費恩著急地跑去約定的地點,他遠遠地看見,汪油然已經乖巧地站在那裡等了。
他的雙手拉住包袋,腦袋轉來轉去,一會看看這裡,一會看看那裡。費恩感覺,自已的整顆心都被汪油然佔據著,他無法不喜歡。
重明已經一年沒有出現,他不打算再等,就算是做不成戀人,他也要努力爭取一次。
費恩笑著朝汪油然跑過去。
“油然!”
費恩朝汪油然揮揮手,汪油然看見費恩,他也抬起手揮了揮。
“學長!”
費恩到了跟前汪油然才叫了一聲。
“對不起,我遲到了!”
汪油然搖搖頭:“我也才剛到!”
“那走吧!”
費恩抬起手輕輕地攬了攬汪油然的腰,兩個人朝預定的餐廳走去。
吃完晚飯,時間比汪油然預計的要早。
“學長。
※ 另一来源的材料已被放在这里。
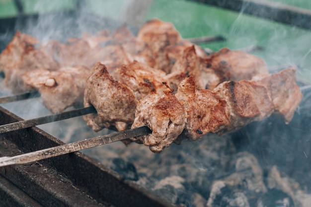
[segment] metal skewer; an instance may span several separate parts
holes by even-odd
[[[32,91],[12,96],[3,96],[0,97],[0,104],[20,101],[28,98],[37,98],[40,96],[40,93],[38,91]]]
[[[0,157],[0,167],[29,163],[151,133],[151,131],[149,128],[144,126],[16,156],[2,157]]]
[[[208,42],[223,41],[226,40],[226,38],[221,36],[214,36],[186,38],[185,40],[193,44],[202,44]]]
[[[7,124],[0,126],[0,133],[11,132],[22,129],[28,128],[37,125],[49,123],[57,121],[63,120],[78,117],[85,114],[96,113],[96,109],[93,106],[75,109],[59,114],[29,119],[28,120],[21,121],[13,123]]]

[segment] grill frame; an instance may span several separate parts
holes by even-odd
[[[75,13],[70,11],[68,14],[74,16]],[[19,28],[22,29],[22,22],[27,22],[30,19],[35,20],[38,17],[38,15],[35,14],[0,19],[0,25],[4,26],[3,27],[0,26],[0,32],[6,31],[13,34],[18,27],[21,26]],[[5,22],[5,24],[2,24],[2,22]],[[1,50],[2,48],[0,48],[0,51]],[[0,107],[0,117],[4,118],[0,120],[1,125],[22,120],[2,107]],[[35,138],[34,141],[33,138]],[[64,143],[36,127],[0,135],[0,141],[2,141],[2,139],[15,146],[15,152],[16,153],[29,152]],[[0,145],[2,146],[3,144]],[[0,150],[0,152],[2,151],[5,152],[5,153],[0,153],[0,156],[11,155],[9,154],[12,153],[11,148],[8,151],[3,151],[2,148]],[[61,191],[53,195],[51,192],[46,190],[46,189],[45,189],[44,185],[41,184],[38,185],[35,182],[38,177],[34,175],[35,174],[31,174],[29,172],[38,171],[39,167],[51,169],[49,170],[51,171],[50,172],[51,175],[56,173],[59,176],[58,178],[63,177],[64,181],[69,181],[69,185],[73,184],[78,192],[73,194],[77,196],[69,200],[62,200],[65,195]],[[1,198],[3,196],[4,198],[0,201],[0,204],[2,202],[2,204],[4,206],[11,206],[12,204],[14,205],[16,204],[14,206],[24,206],[25,202],[33,206],[51,206],[55,205],[56,203],[59,204],[59,206],[76,206],[81,204],[79,202],[80,200],[81,202],[89,202],[87,203],[88,206],[96,206],[99,205],[99,203],[115,206],[172,206],[149,192],[142,189],[134,182],[125,180],[122,176],[79,152],[49,158],[30,165],[0,168],[0,180],[7,184],[0,185],[0,196]],[[96,179],[94,179],[94,177]],[[26,182],[23,181],[25,179],[27,180]],[[46,184],[46,186],[53,185],[53,182],[42,183]],[[102,185],[100,185],[100,184]],[[103,184],[109,187],[103,187]],[[38,194],[38,188],[27,188],[28,185],[40,186],[42,191]],[[84,197],[79,196],[81,195],[79,192],[81,192],[85,194]],[[21,198],[20,196],[22,197],[22,200],[16,198]],[[44,199],[45,197],[49,199]],[[90,198],[94,199],[95,201],[90,199]],[[37,201],[43,203],[40,204]]]
[[[22,120],[1,107],[0,117],[1,125]],[[1,156],[64,144],[36,127],[1,134],[0,142]],[[11,187],[0,185],[3,197],[0,203],[4,206],[11,205],[12,201],[21,204],[16,206],[24,206],[25,202],[43,206],[172,206],[80,152],[1,167],[0,175],[0,180],[11,184]],[[14,198],[13,186],[20,190],[16,193],[28,195],[22,203]]]

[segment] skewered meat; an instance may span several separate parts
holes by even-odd
[[[143,63],[167,73],[170,72],[171,67],[184,49],[192,45],[182,39],[172,24],[156,19],[141,27],[137,42],[144,46],[138,54],[143,57]],[[196,49],[202,57],[206,56],[199,47],[196,46]]]
[[[150,146],[154,152],[170,145],[181,133],[187,121],[185,108],[173,95],[173,90],[167,87],[164,95],[152,93],[138,102],[132,126],[132,128],[147,126],[152,130],[151,135],[131,139]]]
[[[124,131],[133,123],[136,102],[132,90],[114,80],[104,65],[94,66],[86,82],[84,104],[93,106],[97,113],[83,116],[88,126],[95,132],[111,126]]]
[[[170,86],[177,90],[180,82],[190,76],[194,78],[199,88],[205,88],[207,82],[218,84],[220,78],[214,70],[210,69],[208,73],[207,71],[202,71],[202,59],[197,56],[194,46],[186,48],[173,66],[171,72],[166,76]]]
[[[89,69],[86,67],[61,68],[57,71],[38,69],[22,76],[28,87],[37,89],[44,105],[52,113],[83,104],[83,95]]]
[[[223,48],[211,54],[203,61],[205,67],[202,67],[202,70],[209,71],[209,69],[212,69],[219,77],[218,83],[229,80],[250,80],[256,75],[268,74],[263,60],[247,53],[228,48]],[[216,86],[214,83],[207,84],[206,88],[213,89]]]
[[[286,122],[290,121],[302,98],[296,83],[295,72],[294,69],[290,68],[273,75],[255,77],[253,80],[225,81],[213,91],[198,89],[193,77],[186,78],[180,83],[175,94],[187,114],[184,130],[177,141],[183,139],[196,140],[209,133],[221,134],[232,132],[251,122],[268,117],[275,112],[281,114]],[[275,86],[278,87],[274,87]],[[153,97],[146,99],[149,102],[157,101]],[[141,100],[138,104],[132,128],[144,123],[153,131],[165,131],[162,126],[157,125],[152,116],[145,115],[159,113],[158,109],[154,106],[155,104],[143,105],[144,101]],[[172,119],[174,118],[173,116]],[[174,125],[169,126],[174,127]],[[169,131],[181,132],[179,128],[174,131],[171,128]],[[142,141],[153,151],[159,152],[178,137],[176,134],[174,136],[165,134],[159,137],[153,134],[132,139],[139,143]],[[166,137],[170,138],[169,141],[165,143],[163,140],[166,140]],[[153,140],[154,138],[155,140]],[[160,143],[160,145],[157,145]]]
[[[87,80],[84,106],[93,106],[97,114],[83,118],[95,131],[110,126],[119,131],[130,128],[137,100],[152,93],[163,94],[166,88],[159,80],[165,80],[164,72],[137,61],[122,66],[111,74],[112,76],[104,65],[98,63]]]
[[[189,76],[194,78],[199,88],[213,89],[226,80],[250,80],[258,74],[268,74],[264,61],[243,52],[224,48],[201,58],[196,51],[194,46],[186,48],[167,75],[169,84],[174,89]]]
[[[17,31],[0,55],[0,71],[4,72],[3,86],[14,93],[29,90],[21,80],[26,71],[37,69],[55,69],[57,63],[40,48],[34,37]]]
[[[163,94],[166,88],[162,82],[166,81],[165,73],[134,61],[112,72],[115,79],[128,86],[138,100],[152,93]]]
”汪油然看了看時間他有點著急地說:“你可以送我去趕校車嗎?現在去,還能趕上最後一趟。”
“不是說好今晚留下來嗎?”
“你明天不是要加班嗎?下次吧!”
費恩不開心,但是,他看汪油然那麼著急想走,再加上,他明天確實要加班,他也沒有再堅持。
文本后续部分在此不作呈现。